I would like to select only the top 5 or 10 bar chart elements for a given date interval (month, day, etc.) We have equipment that generates 30 to 40 unique error conditions, each reported as a percentage of total transactions for a day, and I want to provide a way to chart only the Top N error types per day, eliminating the null or low value err types.
I generated some data to represent the problem. In my data all error types have somewhat similar values, but there is still enough variability to be able to select the Top N for each time interval.
Any ideas greatly appreciated. I have watched videos on Top N filtering, but can't seem to make it work with my data.

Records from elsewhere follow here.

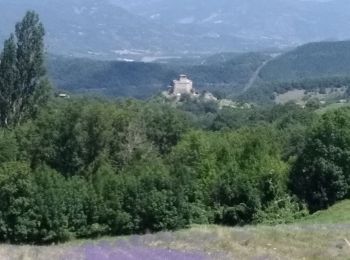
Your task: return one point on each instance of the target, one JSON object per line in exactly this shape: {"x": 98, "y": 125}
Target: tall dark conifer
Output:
{"x": 23, "y": 86}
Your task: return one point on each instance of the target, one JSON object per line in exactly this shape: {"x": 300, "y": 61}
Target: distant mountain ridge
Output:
{"x": 144, "y": 30}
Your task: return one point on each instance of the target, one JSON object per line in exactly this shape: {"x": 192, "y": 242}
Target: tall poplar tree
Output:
{"x": 23, "y": 85}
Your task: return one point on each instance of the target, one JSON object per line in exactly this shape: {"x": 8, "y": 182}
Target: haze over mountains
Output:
{"x": 143, "y": 30}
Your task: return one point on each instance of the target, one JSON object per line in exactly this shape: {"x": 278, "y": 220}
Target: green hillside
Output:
{"x": 314, "y": 60}
{"x": 339, "y": 213}
{"x": 137, "y": 79}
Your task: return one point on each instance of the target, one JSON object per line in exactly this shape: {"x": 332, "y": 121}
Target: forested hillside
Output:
{"x": 137, "y": 79}
{"x": 310, "y": 61}
{"x": 87, "y": 167}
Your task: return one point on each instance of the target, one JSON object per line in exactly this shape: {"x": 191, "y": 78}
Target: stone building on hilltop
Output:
{"x": 182, "y": 86}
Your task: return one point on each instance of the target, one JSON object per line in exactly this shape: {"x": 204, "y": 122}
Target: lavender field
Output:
{"x": 303, "y": 241}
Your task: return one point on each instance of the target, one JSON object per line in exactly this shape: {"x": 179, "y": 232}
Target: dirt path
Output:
{"x": 255, "y": 75}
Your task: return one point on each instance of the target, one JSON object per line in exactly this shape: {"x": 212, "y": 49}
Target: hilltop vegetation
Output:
{"x": 137, "y": 79}
{"x": 88, "y": 167}
{"x": 310, "y": 61}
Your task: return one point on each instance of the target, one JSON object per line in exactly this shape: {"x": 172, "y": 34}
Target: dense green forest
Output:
{"x": 141, "y": 80}
{"x": 314, "y": 66}
{"x": 310, "y": 61}
{"x": 89, "y": 167}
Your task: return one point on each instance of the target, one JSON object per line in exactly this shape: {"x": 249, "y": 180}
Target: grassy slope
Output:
{"x": 319, "y": 236}
{"x": 339, "y": 213}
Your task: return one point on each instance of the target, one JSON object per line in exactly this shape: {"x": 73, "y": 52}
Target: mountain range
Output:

I attached my txtErrs.csv input data, and a simple .pbix project file with a bar chart visualization. The errN% columns, where N is 0-9, are calculated columns. I am charting the errors by the percentage of daily transactions, not by the absolute error count for a given error type.
Larry Hybl
Although my sample data doesn't illustrate it, I think the real data I'm trying to graph as a Top N, is actually a good example of a Pareto condition, if this is the right way to say it. I believe 80% of our overall errors are caused by 20% of the possible error types, and would be best analyzed as such.

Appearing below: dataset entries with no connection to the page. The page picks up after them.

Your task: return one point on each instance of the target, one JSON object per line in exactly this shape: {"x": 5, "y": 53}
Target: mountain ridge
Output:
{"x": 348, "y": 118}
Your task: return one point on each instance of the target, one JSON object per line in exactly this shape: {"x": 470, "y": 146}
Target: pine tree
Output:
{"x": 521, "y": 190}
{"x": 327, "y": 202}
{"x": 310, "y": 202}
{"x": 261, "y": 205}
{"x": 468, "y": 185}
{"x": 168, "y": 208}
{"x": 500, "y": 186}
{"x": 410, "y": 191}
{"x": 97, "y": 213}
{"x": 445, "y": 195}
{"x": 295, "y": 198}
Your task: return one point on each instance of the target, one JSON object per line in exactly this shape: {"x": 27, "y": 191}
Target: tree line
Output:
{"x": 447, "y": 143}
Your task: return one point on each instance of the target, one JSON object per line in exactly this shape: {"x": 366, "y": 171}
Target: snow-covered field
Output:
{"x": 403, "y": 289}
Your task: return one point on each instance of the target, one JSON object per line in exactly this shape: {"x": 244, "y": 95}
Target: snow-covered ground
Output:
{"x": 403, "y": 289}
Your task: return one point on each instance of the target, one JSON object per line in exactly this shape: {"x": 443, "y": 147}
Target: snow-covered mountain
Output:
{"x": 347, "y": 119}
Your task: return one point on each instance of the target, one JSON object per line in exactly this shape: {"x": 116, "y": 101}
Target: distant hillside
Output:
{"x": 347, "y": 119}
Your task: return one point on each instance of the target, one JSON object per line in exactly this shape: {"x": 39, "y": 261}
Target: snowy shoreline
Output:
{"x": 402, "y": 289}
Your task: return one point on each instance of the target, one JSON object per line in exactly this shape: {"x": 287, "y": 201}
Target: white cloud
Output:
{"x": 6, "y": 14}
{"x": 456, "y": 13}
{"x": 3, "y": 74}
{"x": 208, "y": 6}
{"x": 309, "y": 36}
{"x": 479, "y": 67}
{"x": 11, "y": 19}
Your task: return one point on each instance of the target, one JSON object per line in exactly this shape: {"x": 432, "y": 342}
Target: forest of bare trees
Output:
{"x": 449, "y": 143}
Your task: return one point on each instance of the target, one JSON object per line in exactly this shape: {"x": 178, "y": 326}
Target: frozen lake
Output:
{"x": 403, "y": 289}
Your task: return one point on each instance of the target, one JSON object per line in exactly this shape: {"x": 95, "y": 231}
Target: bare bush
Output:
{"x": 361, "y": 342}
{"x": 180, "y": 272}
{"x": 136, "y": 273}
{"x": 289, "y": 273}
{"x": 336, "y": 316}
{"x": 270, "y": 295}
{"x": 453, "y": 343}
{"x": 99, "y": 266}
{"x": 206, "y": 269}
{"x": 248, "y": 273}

I am not a data analyst. Far from it. But the task has fallen to me, so I'll dive into this new, to me, technique of analyzing data.
Question: Does the Power BI course cover Pareto analysis? If not, are there other good tutorials you can recommend?
Thanks in advance,
Larry
Hi Larry,
Thanks for sharing your file and data.
I see that your data layout is not tabular. First, you need to unpivot the data. In the attached file I've done that for you. Note: You'll need to edit the file path to the CSV file in the query so that it's referencing to your PC, as it's pointing to mine in the attached file.

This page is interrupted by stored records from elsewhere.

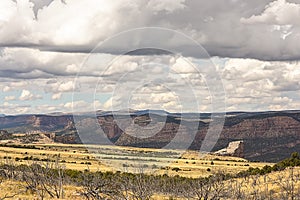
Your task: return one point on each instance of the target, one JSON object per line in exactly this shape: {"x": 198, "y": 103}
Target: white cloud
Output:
{"x": 279, "y": 12}
{"x": 166, "y": 5}
{"x": 56, "y": 96}
{"x": 9, "y": 98}
{"x": 26, "y": 95}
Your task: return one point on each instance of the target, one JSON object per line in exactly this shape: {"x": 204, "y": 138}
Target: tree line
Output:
{"x": 49, "y": 179}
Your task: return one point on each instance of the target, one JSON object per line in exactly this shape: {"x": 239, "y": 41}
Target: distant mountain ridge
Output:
{"x": 267, "y": 136}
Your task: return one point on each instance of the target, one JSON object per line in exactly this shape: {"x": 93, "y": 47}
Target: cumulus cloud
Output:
{"x": 26, "y": 95}
{"x": 9, "y": 98}
{"x": 248, "y": 28}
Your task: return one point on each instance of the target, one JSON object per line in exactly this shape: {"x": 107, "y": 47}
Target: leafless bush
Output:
{"x": 45, "y": 178}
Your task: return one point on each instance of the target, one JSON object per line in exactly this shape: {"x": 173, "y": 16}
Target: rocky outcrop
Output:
{"x": 266, "y": 136}
{"x": 235, "y": 149}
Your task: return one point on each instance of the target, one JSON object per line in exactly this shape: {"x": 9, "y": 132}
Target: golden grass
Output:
{"x": 76, "y": 156}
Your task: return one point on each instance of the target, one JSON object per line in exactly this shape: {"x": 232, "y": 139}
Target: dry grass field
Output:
{"x": 115, "y": 158}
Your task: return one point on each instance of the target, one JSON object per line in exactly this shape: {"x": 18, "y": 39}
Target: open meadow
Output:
{"x": 129, "y": 159}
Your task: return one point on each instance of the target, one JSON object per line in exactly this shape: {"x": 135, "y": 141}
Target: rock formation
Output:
{"x": 235, "y": 149}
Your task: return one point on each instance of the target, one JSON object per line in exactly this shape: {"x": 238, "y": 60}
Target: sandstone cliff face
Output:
{"x": 268, "y": 136}
{"x": 235, "y": 148}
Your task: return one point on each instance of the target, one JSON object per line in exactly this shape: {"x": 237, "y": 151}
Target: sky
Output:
{"x": 175, "y": 55}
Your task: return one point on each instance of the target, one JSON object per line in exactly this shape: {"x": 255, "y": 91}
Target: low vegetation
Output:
{"x": 50, "y": 179}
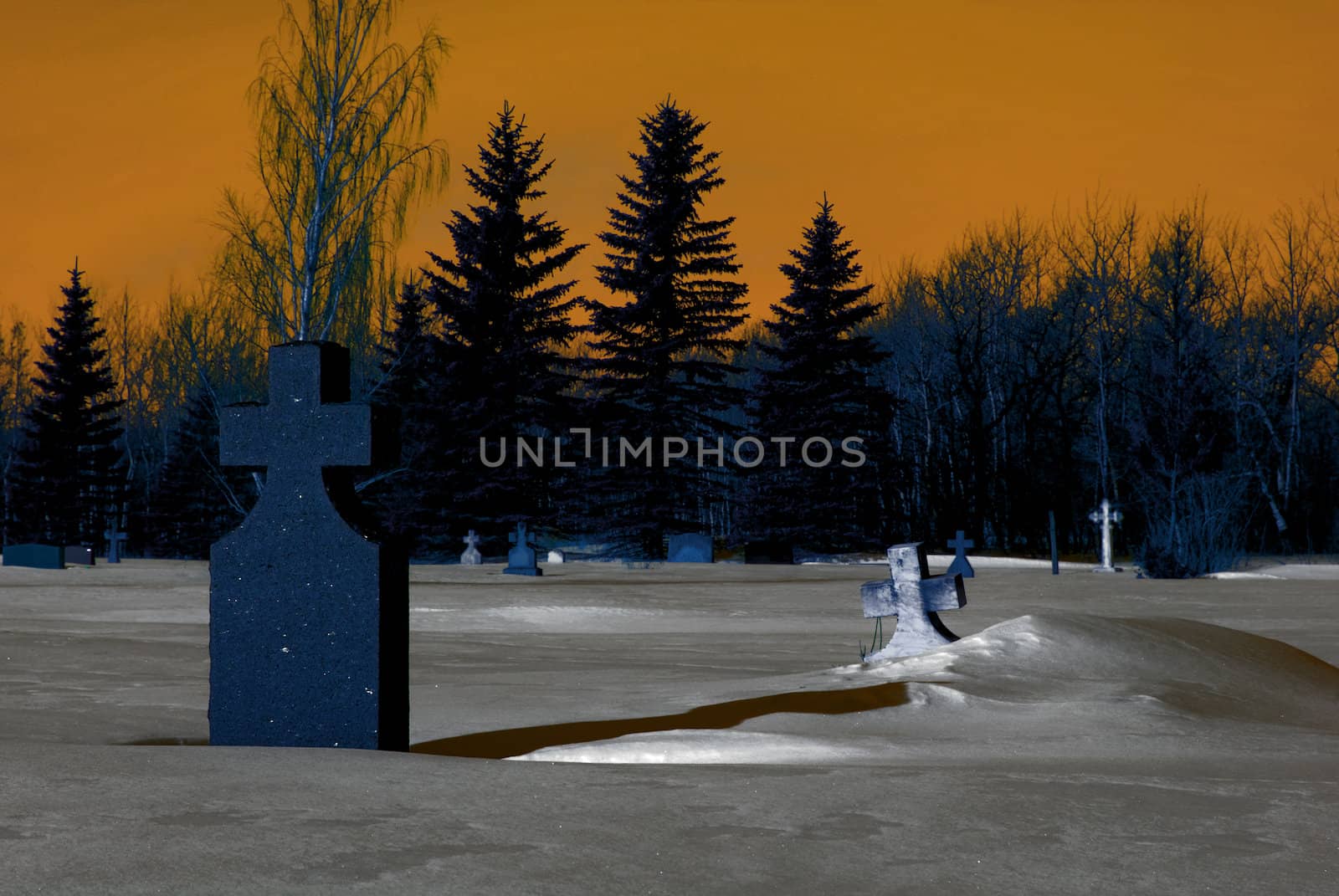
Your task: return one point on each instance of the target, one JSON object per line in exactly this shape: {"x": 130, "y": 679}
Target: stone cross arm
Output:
{"x": 937, "y": 593}
{"x": 305, "y": 425}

Unfortunately, there's no easy way to create a Pareto chart in Power BI and I don't cover it in the course, sorry. However, I found this post that has detailed instructions. I hope that points you in the right direction.
Mynda
Very helpful. You showed me an entirely different way to solve this Top N problem. I read that you need Dimension tables for Groups and Slicers, so I was going to take that approach instead of the technique you used for replicating the rows to have a row per each error type, per day.
Our raw data is modeled like my sample data, with one row per day, and 30-40 columns to provide the count for each error category. I was hoping to create a dimension table that would allow us to leave the fact table as is, i.e. wide and shallow. While I'm way out of my depth, this seemed to me like a many to many relationship, which I know is not optimal.
I'll make a dimension table for my sample data, to see if this might be viable too.
Again, thanks so much for the help on this. The Top N results are exactly what I was needing.
I would like to pursue the Top N topic via dimension tables, because our fact table structure has already been put in place, with a sum of each of the 35 error types per day, so 35 columns of separate error type tallies.
If you were to create an Errors Dimension, would you recommend one dimension table per error type or a separate dimension table for each of the 35 error types? The latter seems really tedious to set up, and probably also more difficult to set up in the Power BI reporting layout.
I tried a simplistic test of using two distinct error dimension tables (err0 and err1) and had some luck charting it. When I tried a single errors dimension table with all 10 errors (err0-err9) I crashed and burned in setting up the relationships to the fact table.
Any recommendations greatly appreciated.
I am reading the RADACAD May 2019 articles on Data Modeling. I just finished the Dimension article (why you should say No to one big table, as our transactional database stores our equipment information). I am now reading the Fact Table article. The following quote leads me to believe I should indeed split the single row per date records with 50-60 columns of error type and equipment state into multiple rows, each with a key mapping to the dimension type I want to use for slicing/dicing. This is what you did in your recommended solution. If I am on the wrong track trying to leave the fact table as-is (i.e. leaving just one record per day) and solving it with one or more dimension tables, please advise.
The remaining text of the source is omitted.